Thousands of Russians on Saturday marched through Moscow and Saint Petersburg in memory of opposition politician Boris Nemtsov, who was gunned down near the Kremlin a year ago in the highest-profile assassination of Russian President Vladimir Putin’s rule.
On a bright sunny afternoon, opposition supporters thronged the streets in the Russian capital amid heightened police security as a helicopter hovered overhead.
Some marchers carried Russian flags, placards, flowers and portraits of Nemtsov. Others chanted: “Russia will be free” and “Russia without Putin.”
Photo: EPA
About 20,000 people joined the march, including Nemtsov’s allies — top opposition leader Alexei Navalny and former Russian prime minister Mikhail Kasyanov, according to journalists.
Moscow police, who are often accused of downplaying the popularity of opposition events, said 7,500 people showed up.
Many protesters said the situation in Russia has worsened since the opposition politician’s murder.
“Aggression and xenophobia have gone through the roof,” Anastasia Osipova told reporters.
“Over the past year things have become so much worse, both when it comes to the economy and freedom of speech,” the 20-year-old said, clutching an EU flag.
“The authorities, this regime killed Nemtsov,” 41-year-old Yevgeny Mishchenko said. “The economic situation is worsening. Support for the authorities is crumbling. This will all end in a civil war, like a 100 years ago.”
Russians also formed a huge line to lay flowers at the Bolshoy Moskvoretsky Bridge where Nemtsov, a jovial 55-year-old with a mop of black curly hair, was killed.
US Ambassador to Russia John Tefft was among those who went to pay their respects earlier on Saturday, laying a wreath with a ribbon that read: “From the American people.”
Some said they would go to the makeshift shrine shortly before midnight, the time the politician was gunned down.
In Putin’s hometown of Saint Petersburg, about 4,000 people turned out to honor Nemtsov.
“Putin is Russia’s nightmare,” one placard read, while some chanted “Putin get out.”
“The authorities should know there are opponents,” Varvara Mikhailova, 24, said in the former imperial capital. “If we protest, something will change.”
Russia’s annexation of Crimea, fighting in Ukraine and Moscow’s confrontation with the West have left the country deeply polarized. Most of the population — who critics say have been under the spell of pro-Kremlin propaganda — support Putin, despite mounting economic troubles, while a minority says Russia is hurtling toward catastrophe.
Smaller commemorative events took place across Russia, while in London, Nemtsov’s eldest daughter, Zhanna, paid tribute to her father with the launch of a foundation in his name.
Backed by ex-tycoon Mikhail Khodorkovsky, an opposition leader who spent a decade in prison, the Boris Nemtsov Foundation for Freedom aims to continue Nemtsov’s mission of bringing democracy to Russia.
British Minister of State for Europe David Lidington urged Moscow “to ensure that those responsible for this appalling crime are brought to justice.”

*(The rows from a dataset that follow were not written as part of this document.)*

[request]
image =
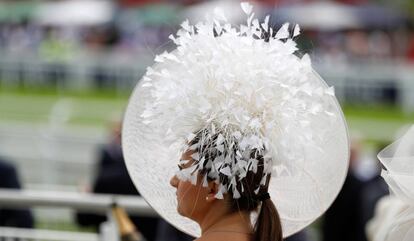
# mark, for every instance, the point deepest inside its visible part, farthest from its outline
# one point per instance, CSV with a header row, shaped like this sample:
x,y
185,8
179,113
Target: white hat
x,y
248,85
396,222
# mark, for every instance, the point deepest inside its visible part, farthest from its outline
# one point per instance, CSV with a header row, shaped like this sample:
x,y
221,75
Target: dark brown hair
x,y
268,225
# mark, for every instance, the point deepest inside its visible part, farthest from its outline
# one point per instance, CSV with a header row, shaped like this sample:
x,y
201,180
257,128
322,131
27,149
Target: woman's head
x,y
239,174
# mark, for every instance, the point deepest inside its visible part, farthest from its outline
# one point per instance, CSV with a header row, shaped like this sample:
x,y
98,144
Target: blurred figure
x,y
21,218
113,178
343,220
373,190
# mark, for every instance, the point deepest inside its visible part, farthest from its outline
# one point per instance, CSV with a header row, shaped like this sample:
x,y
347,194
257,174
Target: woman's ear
x,y
212,191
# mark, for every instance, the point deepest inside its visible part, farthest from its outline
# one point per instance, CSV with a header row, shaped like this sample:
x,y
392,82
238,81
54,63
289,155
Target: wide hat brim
x,y
300,199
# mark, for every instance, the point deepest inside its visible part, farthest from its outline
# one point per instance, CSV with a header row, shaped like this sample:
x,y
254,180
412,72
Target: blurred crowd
x,y
345,220
133,36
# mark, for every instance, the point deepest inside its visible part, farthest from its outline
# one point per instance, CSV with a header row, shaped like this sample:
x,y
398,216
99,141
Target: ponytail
x,y
268,226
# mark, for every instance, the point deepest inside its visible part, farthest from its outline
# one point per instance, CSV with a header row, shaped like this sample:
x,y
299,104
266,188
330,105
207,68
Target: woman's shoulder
x,y
219,236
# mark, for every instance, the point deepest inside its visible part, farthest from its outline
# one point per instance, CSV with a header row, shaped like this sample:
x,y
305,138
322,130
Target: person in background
x,y
21,218
112,178
373,190
343,220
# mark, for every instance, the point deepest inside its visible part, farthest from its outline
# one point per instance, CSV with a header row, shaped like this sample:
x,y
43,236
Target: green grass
x,y
71,108
95,108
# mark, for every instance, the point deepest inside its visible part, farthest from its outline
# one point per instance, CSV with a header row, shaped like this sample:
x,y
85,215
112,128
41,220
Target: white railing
x,y
45,235
94,203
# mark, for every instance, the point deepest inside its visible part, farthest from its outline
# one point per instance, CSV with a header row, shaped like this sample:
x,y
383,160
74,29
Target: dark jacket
x,y
12,217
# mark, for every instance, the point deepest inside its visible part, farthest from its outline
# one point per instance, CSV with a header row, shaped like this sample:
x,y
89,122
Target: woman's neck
x,y
219,220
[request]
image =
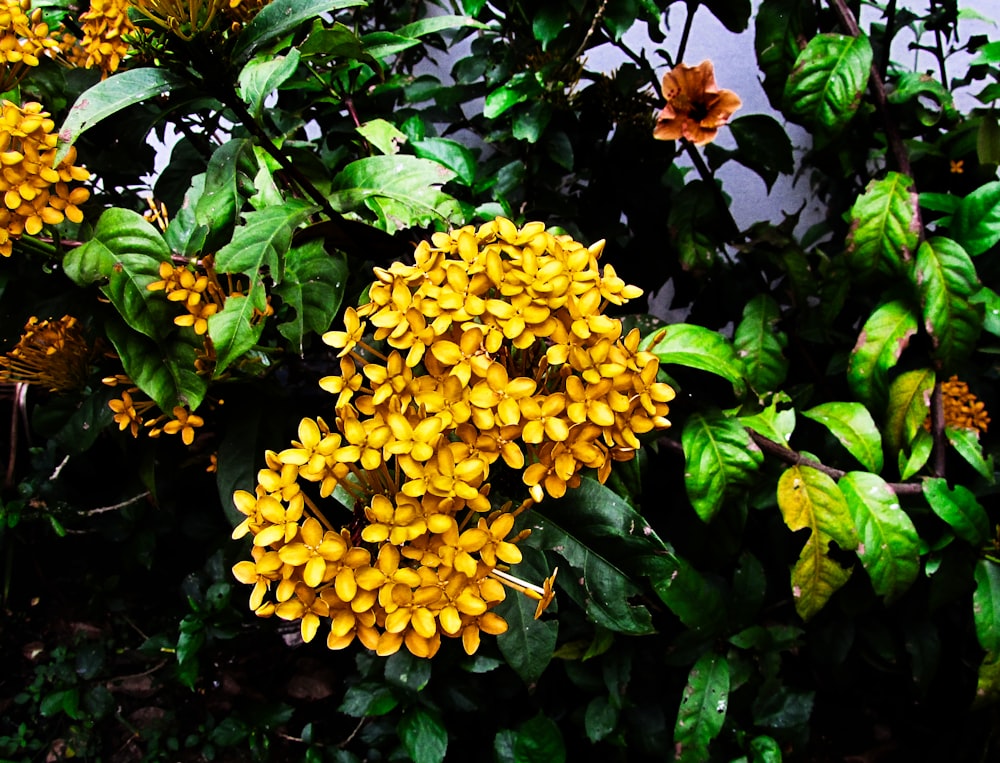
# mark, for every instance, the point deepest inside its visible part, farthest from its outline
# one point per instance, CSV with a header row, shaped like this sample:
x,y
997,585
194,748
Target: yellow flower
x,y
696,107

On the eve of the anniversary, Russian lawmaker Dmitry Gudkov, one of the few independent voices in parliament, suggested that deputies observe a moment of silence in Nemtsov’s memory, but most of his colleagues refused.
Nemtsov, a former deputy prime minister in the government of then-Russian president Boris Yeltsin, was gunned down on Feb. 27 last year while walking across the bridge a short distance from the Kremlin and Saint Basil’s Cathedral with his Ukrainian model girlfriend.

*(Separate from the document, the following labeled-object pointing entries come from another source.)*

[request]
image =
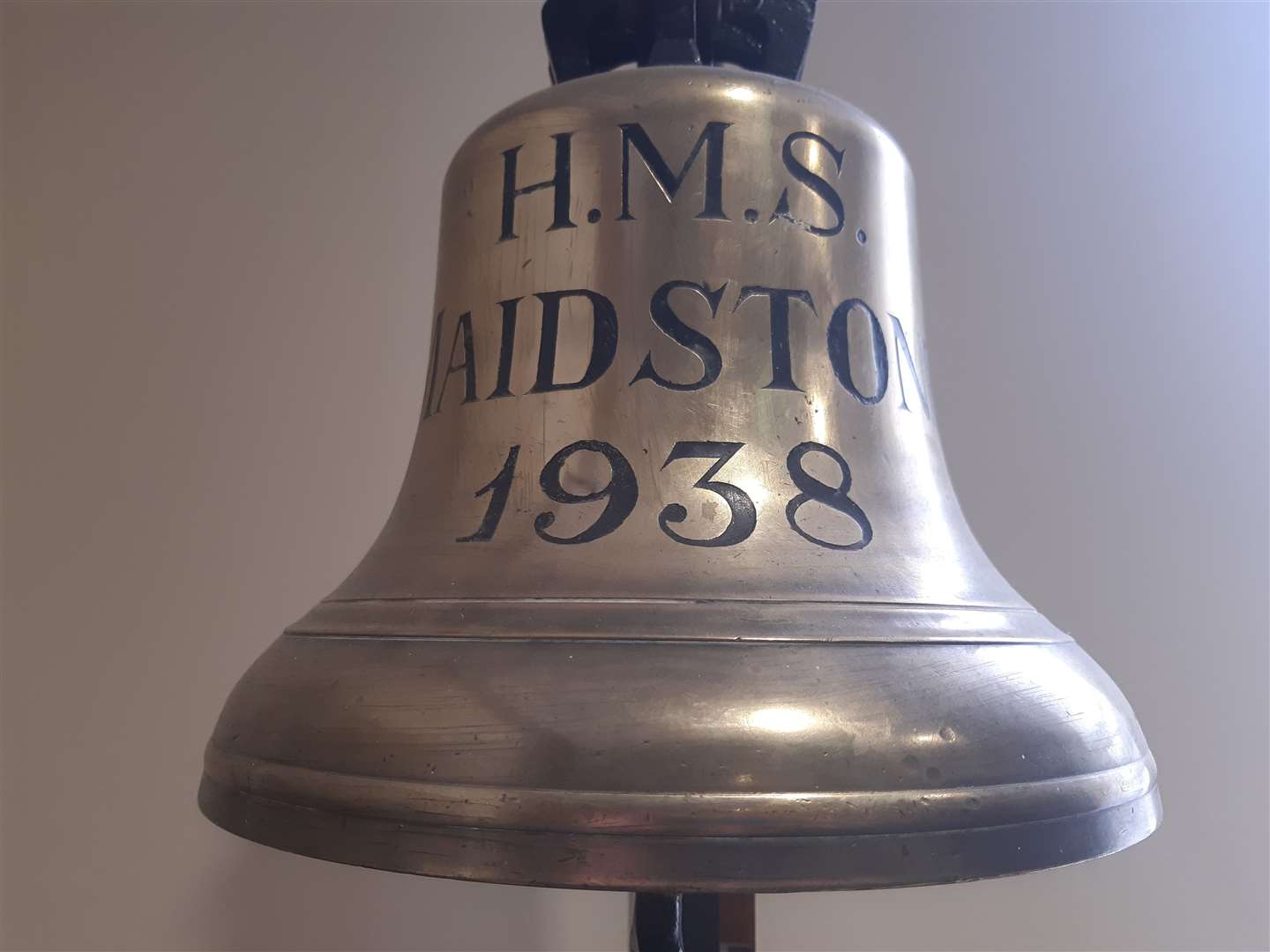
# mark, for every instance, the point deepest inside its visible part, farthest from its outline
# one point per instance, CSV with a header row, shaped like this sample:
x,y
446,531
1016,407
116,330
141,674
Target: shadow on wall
x,y
260,897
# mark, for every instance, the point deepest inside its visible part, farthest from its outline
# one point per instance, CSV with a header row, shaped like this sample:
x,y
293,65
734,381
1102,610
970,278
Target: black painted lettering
x,y
689,338
744,516
505,349
559,182
499,487
902,348
782,371
811,490
432,365
621,492
840,351
669,183
819,187
464,331
603,339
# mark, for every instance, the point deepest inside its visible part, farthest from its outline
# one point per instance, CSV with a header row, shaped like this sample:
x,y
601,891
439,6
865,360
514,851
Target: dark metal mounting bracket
x,y
594,36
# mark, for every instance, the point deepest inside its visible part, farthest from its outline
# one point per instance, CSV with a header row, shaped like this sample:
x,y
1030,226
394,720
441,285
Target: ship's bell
x,y
677,594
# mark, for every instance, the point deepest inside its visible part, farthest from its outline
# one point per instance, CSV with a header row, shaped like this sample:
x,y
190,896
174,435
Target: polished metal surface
x,y
677,594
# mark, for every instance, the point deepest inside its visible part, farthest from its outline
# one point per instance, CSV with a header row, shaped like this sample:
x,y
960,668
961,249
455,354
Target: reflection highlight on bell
x,y
780,720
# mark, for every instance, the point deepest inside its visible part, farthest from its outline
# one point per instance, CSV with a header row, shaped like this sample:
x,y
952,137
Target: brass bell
x,y
677,596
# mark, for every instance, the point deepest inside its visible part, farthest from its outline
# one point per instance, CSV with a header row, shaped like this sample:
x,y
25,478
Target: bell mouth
x,y
612,764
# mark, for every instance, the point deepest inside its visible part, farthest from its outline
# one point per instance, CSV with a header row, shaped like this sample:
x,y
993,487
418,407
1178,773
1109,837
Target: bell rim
x,y
698,814
738,863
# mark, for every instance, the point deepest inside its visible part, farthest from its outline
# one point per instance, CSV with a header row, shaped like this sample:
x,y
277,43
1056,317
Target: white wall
x,y
219,239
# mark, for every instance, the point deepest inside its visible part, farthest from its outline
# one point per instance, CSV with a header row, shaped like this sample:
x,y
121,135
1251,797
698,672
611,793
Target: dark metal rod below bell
x,y
692,922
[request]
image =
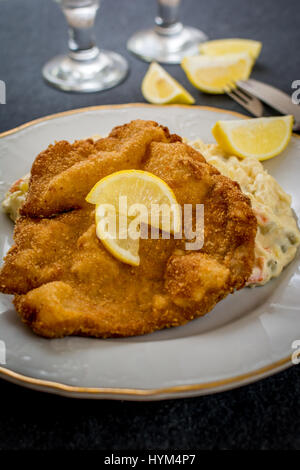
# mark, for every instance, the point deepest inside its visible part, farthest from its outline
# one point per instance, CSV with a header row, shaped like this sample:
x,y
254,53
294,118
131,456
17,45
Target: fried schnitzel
x,y
66,283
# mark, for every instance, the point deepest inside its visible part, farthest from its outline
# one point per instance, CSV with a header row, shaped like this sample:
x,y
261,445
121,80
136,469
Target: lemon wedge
x,y
158,87
231,46
261,138
215,74
125,200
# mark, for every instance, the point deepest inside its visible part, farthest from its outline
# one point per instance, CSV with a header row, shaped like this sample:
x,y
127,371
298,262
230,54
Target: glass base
x,y
104,71
168,47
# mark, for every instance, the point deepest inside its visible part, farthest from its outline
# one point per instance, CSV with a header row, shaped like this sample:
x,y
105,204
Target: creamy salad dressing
x,y
278,236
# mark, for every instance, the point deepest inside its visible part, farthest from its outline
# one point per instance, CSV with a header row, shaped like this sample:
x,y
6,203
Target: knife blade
x,y
274,97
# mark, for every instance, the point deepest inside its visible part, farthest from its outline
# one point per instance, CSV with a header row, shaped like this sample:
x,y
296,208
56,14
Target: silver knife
x,y
274,97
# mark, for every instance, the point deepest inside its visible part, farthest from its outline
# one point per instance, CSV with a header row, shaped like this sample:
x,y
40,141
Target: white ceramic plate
x,y
247,336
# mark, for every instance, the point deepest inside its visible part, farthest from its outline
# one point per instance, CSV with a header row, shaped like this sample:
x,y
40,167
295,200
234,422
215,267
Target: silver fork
x,y
245,99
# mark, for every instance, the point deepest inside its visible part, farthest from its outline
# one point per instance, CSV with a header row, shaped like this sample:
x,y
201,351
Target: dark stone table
x,y
264,415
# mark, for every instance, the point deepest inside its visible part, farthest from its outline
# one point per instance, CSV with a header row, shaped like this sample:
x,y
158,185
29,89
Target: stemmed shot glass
x,y
86,68
169,41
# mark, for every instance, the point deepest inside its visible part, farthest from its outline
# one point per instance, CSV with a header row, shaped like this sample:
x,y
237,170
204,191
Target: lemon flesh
x,y
216,74
122,196
231,46
158,87
261,138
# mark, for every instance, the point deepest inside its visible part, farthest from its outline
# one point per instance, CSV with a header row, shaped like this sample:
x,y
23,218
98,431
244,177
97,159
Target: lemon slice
x,y
158,87
124,249
215,74
261,138
125,200
231,46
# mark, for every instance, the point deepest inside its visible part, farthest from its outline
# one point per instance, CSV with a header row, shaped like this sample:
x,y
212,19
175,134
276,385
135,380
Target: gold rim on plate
x,y
214,386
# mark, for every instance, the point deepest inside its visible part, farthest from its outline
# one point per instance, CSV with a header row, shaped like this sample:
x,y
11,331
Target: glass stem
x,y
81,31
167,18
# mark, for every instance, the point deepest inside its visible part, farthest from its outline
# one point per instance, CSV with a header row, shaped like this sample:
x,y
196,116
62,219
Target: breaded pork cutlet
x,y
66,283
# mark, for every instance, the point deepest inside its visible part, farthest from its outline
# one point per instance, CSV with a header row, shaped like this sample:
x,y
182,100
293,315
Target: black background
x,y
265,415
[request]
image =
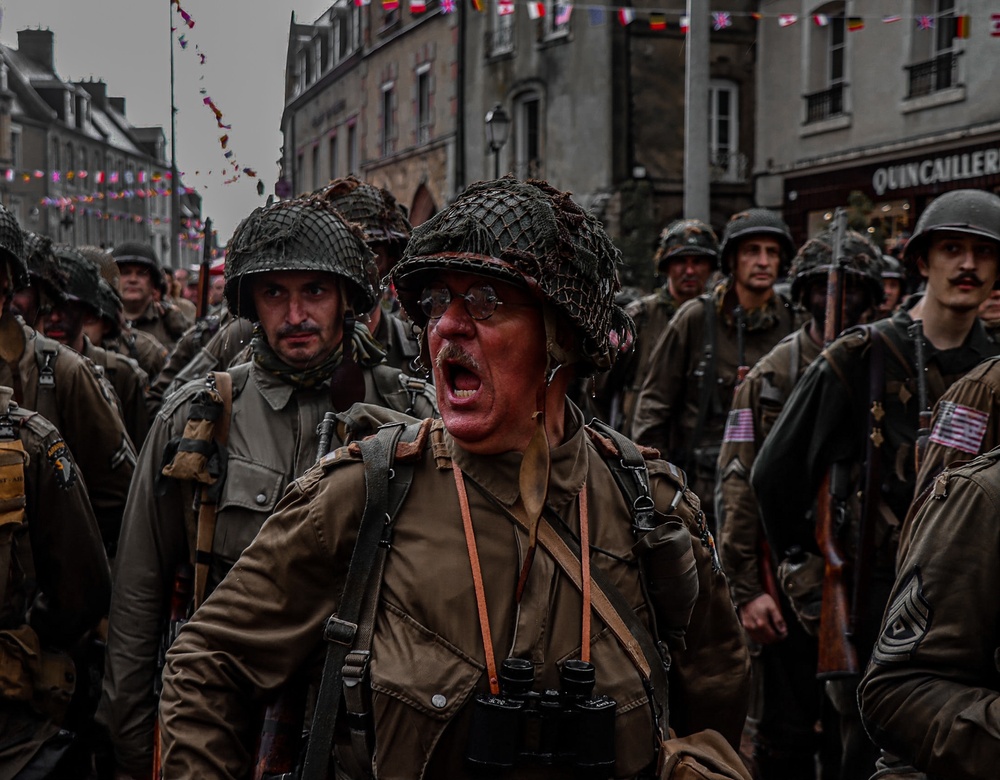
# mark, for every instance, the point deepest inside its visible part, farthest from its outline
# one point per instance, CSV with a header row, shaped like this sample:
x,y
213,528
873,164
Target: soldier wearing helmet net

Putin, whose rule has seen the steady suppression of independent media and opposition parties, promised an all-out effort to catch the killers.

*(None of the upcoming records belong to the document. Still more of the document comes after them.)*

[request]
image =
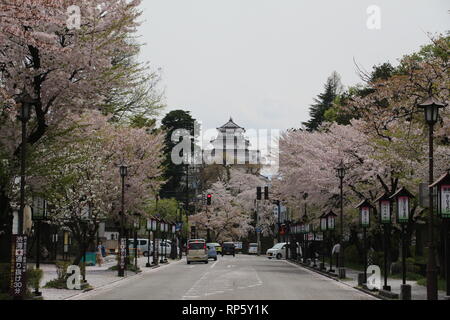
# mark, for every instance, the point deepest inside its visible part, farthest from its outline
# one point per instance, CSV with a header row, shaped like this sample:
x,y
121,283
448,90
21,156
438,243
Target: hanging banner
x,y
403,209
18,284
445,201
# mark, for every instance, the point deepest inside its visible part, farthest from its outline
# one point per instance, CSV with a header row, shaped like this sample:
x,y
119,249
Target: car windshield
x,y
196,245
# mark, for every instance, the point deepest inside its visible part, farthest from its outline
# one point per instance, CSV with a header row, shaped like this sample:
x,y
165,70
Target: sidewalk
x,y
418,292
96,276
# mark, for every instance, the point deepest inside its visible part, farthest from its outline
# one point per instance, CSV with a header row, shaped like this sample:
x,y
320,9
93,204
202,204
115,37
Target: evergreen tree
x,y
323,102
177,119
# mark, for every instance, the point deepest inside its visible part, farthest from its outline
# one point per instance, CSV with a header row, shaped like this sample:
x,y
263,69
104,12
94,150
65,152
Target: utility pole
x,y
258,233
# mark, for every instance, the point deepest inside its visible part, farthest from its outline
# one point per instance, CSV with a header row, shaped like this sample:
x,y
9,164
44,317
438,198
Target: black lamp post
x,y
39,213
151,228
123,170
431,108
402,198
323,229
443,193
385,218
301,227
340,172
136,226
161,246
331,226
364,219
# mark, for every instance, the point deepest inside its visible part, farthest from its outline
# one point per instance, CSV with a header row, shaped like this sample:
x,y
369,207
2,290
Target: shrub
x,y
352,256
34,277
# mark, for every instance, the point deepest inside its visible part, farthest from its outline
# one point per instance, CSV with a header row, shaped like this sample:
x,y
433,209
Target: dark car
x,y
228,248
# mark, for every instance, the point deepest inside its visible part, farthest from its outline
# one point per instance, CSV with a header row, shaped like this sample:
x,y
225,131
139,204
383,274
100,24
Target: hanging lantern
x,y
331,220
364,213
384,202
323,222
39,210
443,193
402,198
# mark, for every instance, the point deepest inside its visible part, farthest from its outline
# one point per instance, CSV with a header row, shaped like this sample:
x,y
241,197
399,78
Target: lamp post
x,y
123,170
149,230
323,228
385,218
173,249
161,229
431,108
364,219
154,233
443,192
402,198
331,226
136,226
340,171
39,213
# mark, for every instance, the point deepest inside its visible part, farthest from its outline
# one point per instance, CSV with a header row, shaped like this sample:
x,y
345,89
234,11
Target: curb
x,y
144,271
335,278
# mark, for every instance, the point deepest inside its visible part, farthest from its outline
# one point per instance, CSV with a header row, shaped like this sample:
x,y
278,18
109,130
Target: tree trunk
x,y
6,221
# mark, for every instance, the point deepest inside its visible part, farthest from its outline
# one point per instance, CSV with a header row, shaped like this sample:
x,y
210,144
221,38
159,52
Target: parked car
x,y
228,248
277,251
196,251
217,246
164,246
253,248
212,253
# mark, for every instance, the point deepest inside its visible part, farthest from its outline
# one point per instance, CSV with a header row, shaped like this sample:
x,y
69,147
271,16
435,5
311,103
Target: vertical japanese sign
x,y
365,217
403,209
445,201
385,212
123,253
18,283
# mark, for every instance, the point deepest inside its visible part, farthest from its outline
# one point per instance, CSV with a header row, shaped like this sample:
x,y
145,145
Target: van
x,y
162,247
196,251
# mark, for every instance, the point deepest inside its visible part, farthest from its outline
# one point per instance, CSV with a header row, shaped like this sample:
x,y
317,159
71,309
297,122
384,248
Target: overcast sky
x,y
263,61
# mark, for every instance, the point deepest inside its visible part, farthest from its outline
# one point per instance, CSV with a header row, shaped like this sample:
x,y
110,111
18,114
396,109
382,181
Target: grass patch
x,y
411,276
441,283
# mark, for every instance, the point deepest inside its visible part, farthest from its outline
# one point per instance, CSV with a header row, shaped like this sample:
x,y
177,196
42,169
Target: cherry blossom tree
x,y
82,182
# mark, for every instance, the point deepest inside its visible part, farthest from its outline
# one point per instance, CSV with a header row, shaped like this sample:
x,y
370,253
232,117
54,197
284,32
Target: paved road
x,y
241,278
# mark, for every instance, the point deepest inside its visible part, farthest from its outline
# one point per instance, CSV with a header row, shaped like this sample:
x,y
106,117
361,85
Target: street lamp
x,y
443,192
364,210
340,172
402,198
162,228
136,226
431,108
123,170
385,219
331,226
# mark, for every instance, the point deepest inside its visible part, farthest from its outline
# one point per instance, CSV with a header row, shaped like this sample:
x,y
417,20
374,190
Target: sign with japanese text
x,y
445,201
365,216
18,284
403,209
123,253
385,211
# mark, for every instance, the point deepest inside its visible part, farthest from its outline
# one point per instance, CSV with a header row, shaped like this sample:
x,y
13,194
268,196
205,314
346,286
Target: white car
x,y
277,251
253,248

“Who dared?” a reportedly furious Putin asked his aides after Nemtsov was shot in the back by four fatal shots, the opposition newspaper Novaya Gazeta said.
Within weeks, five men — all Chechens from Russia’s restive North Caucasus — were arrested and charged with murder.
The detainees, including Zaur Dadayev, a member of a Chechen Ministry of Internal Affairs unit accused of being the gunman, are now awaiting trial for what investigators say was a carefully planned contract killing.
Nemtsov’s family and allies insist the authorities have failed to bring the masterminds to justice and point the finger of blame at Chechnya’s Moscow-backed leader Ramzan Kadyrov — and the Kremlin itself.
This month, men who were apparently from the North Caucasus threw a cake at opposition activist Kasyanov and shouted threats at him. The Kremlin downplayed the attack, saying it should not be linked to Kadyrov.
Two weeks later, unidentified attackers threw a cake at Navalny. Both attacks took place after the Chechen strongman posted on Instagram an image of Kasyanov in the crosshairs of a sniper’s rifle and called the opposition “enemies of the people.”
“They are trying to make the harassment of the opposition look like a farce, but this does not mean that directors of the cheap comedies would refuse more brutal genres,” liberal daily Vedomosti said.